42. Remove baseboards and caulk crack between wall and floor to prevent drafts along outside walls.
43. Make certain that your house is properly insulated and all air drafts plugged to prevent heat loss in the winter.
44. To help stop heat loss from the foundation of your house during the winter, shovel three or four feet of snow up against the side of the house to act as insulation.
45. Insulating the outside walls of your basement will pay for itself after three winters.
46. Keep blinds pulled down and drapes closed in the summer to keep the house cool and cut down on air conditioner use.
47. Keep your hot water heater in the mid range.
48. Turning down your hot water heater several degrees can save you a great deal of money over a year and it could also save you from scalds.
49. If you have to run the water forever until it gets hot, wrap your hot water pipes in an easy-to-apply foam blanket, available at hardware or building supply stores.
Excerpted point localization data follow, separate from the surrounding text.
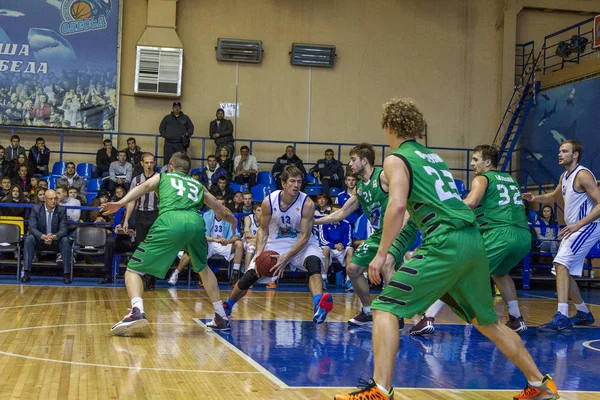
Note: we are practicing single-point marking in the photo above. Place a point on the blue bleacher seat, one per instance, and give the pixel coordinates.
(265, 178)
(311, 180)
(59, 168)
(86, 170)
(94, 185)
(91, 196)
(52, 181)
(236, 187)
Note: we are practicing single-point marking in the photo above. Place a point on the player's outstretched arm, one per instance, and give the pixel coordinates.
(478, 188)
(134, 194)
(339, 215)
(220, 210)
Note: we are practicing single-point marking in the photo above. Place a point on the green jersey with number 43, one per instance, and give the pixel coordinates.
(179, 192)
(373, 199)
(433, 200)
(501, 204)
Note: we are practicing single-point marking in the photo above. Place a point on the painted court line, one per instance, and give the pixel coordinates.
(280, 384)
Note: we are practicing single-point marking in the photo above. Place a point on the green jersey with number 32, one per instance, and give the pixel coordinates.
(179, 192)
(501, 204)
(433, 200)
(373, 199)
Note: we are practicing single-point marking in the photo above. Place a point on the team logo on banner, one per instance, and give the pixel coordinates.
(84, 15)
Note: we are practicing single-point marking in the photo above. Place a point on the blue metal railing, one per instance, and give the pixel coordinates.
(341, 149)
(553, 40)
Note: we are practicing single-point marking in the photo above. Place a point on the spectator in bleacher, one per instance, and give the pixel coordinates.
(5, 185)
(15, 148)
(221, 130)
(226, 162)
(330, 172)
(134, 156)
(546, 229)
(222, 189)
(120, 172)
(48, 230)
(39, 157)
(245, 167)
(211, 172)
(341, 199)
(336, 243)
(104, 157)
(247, 202)
(289, 158)
(177, 129)
(4, 163)
(38, 197)
(16, 164)
(23, 179)
(72, 179)
(15, 196)
(73, 214)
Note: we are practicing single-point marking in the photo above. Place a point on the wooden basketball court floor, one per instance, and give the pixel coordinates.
(55, 344)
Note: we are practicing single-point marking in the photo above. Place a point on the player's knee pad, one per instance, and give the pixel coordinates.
(312, 265)
(247, 280)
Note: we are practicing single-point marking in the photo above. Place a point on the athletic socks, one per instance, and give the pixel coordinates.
(434, 309)
(139, 303)
(563, 308)
(513, 308)
(582, 307)
(218, 305)
(316, 300)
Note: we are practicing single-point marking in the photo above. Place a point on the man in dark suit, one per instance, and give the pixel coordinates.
(48, 231)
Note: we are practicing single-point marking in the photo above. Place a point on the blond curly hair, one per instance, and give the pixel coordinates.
(404, 118)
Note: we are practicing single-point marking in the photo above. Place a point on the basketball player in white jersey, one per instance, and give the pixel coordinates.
(251, 225)
(286, 227)
(579, 190)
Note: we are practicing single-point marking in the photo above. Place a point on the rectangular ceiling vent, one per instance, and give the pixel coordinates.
(158, 71)
(313, 55)
(239, 50)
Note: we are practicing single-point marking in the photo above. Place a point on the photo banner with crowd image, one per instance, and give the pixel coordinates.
(59, 63)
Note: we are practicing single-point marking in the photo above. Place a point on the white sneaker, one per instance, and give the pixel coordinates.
(173, 279)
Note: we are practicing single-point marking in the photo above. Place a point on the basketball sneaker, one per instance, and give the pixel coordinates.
(368, 390)
(235, 276)
(423, 327)
(516, 324)
(325, 306)
(219, 323)
(560, 323)
(135, 319)
(362, 319)
(545, 392)
(582, 319)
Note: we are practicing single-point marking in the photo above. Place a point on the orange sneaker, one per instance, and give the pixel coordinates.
(545, 392)
(368, 391)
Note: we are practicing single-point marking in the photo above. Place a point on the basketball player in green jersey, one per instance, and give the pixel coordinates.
(451, 263)
(496, 199)
(371, 193)
(178, 227)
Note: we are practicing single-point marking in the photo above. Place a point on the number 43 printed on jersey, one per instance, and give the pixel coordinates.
(181, 189)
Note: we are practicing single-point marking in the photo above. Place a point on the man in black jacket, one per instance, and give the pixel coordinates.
(48, 231)
(104, 157)
(289, 158)
(330, 171)
(177, 129)
(221, 130)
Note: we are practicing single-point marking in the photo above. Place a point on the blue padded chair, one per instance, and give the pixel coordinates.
(94, 185)
(59, 168)
(86, 170)
(265, 178)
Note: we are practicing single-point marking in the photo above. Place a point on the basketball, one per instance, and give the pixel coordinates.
(81, 10)
(264, 262)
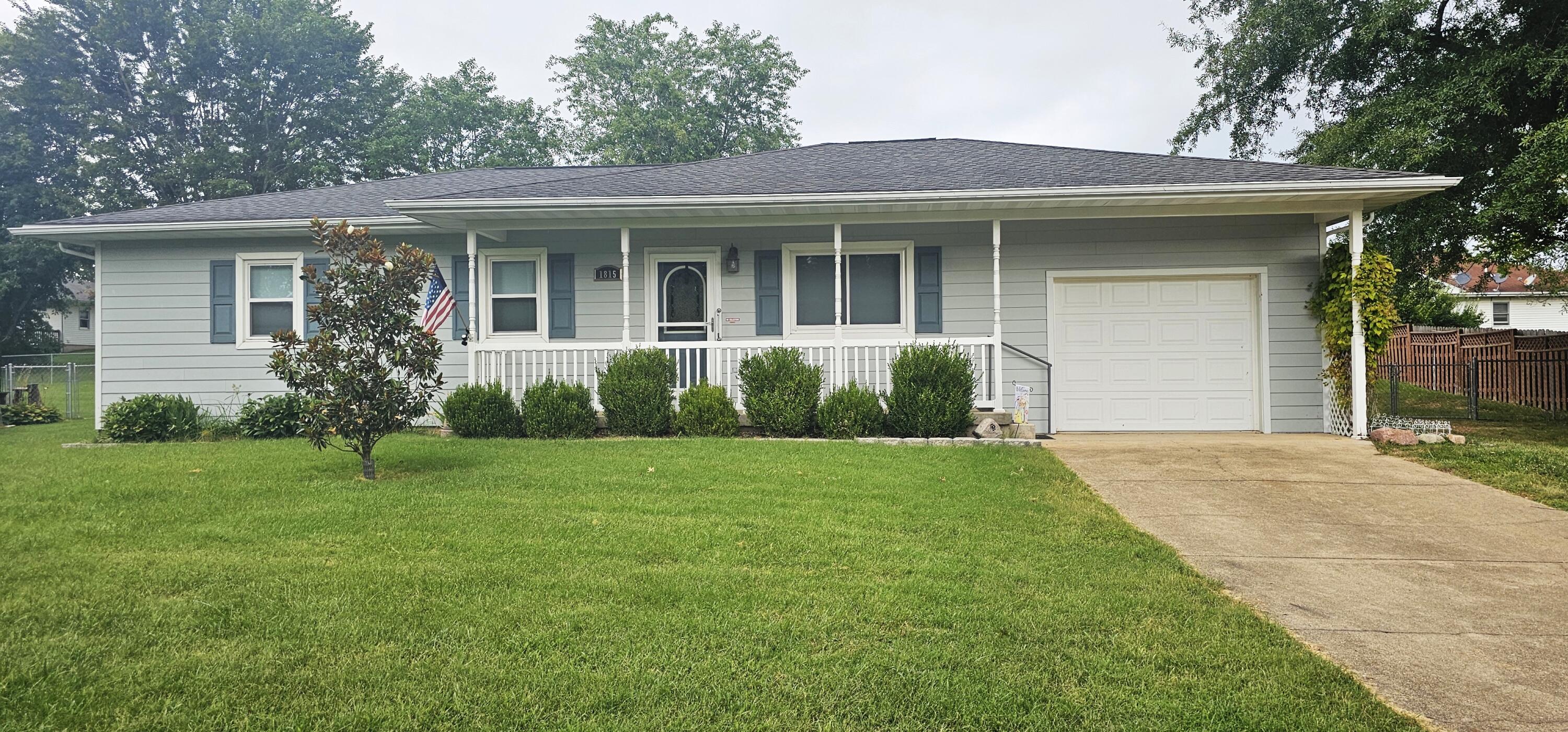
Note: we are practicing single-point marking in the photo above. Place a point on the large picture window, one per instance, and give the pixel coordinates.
(272, 297)
(874, 287)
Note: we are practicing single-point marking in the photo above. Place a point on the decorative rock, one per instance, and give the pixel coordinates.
(1393, 435)
(987, 428)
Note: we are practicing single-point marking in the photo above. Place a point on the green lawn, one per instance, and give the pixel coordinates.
(614, 585)
(1517, 449)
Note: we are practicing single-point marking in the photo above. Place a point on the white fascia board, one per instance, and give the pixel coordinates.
(1081, 196)
(222, 229)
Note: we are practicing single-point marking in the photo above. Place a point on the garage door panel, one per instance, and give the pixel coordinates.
(1161, 353)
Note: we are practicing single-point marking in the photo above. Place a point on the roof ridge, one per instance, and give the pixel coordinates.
(1183, 157)
(640, 168)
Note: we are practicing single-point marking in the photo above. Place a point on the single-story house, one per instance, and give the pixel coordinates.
(1128, 291)
(1509, 298)
(73, 322)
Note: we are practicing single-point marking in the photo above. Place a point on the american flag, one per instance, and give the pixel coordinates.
(438, 301)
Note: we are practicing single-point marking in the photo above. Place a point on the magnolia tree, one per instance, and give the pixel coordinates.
(372, 370)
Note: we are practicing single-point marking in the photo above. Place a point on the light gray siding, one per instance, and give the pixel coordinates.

Not only will you save on the water bill, but your hot water heating costs will be reduced too.
50. Adjust the float on your toilet so that you use less water when flushing.
51. Set a liner inside your toilet tank to conserve water.
52. Take a five minute shower (50 liters) instead of a bath (150 liters). Remember that less than 1% of Earth’s water is available for our use.
53. Turn your water valves on and off every six months to keep them in working order. A stuck valve can cause a flood.
54. Have a timer near the telephone in order to limit long-distance phone bills. Set the timer for a predetermined length and stick to it.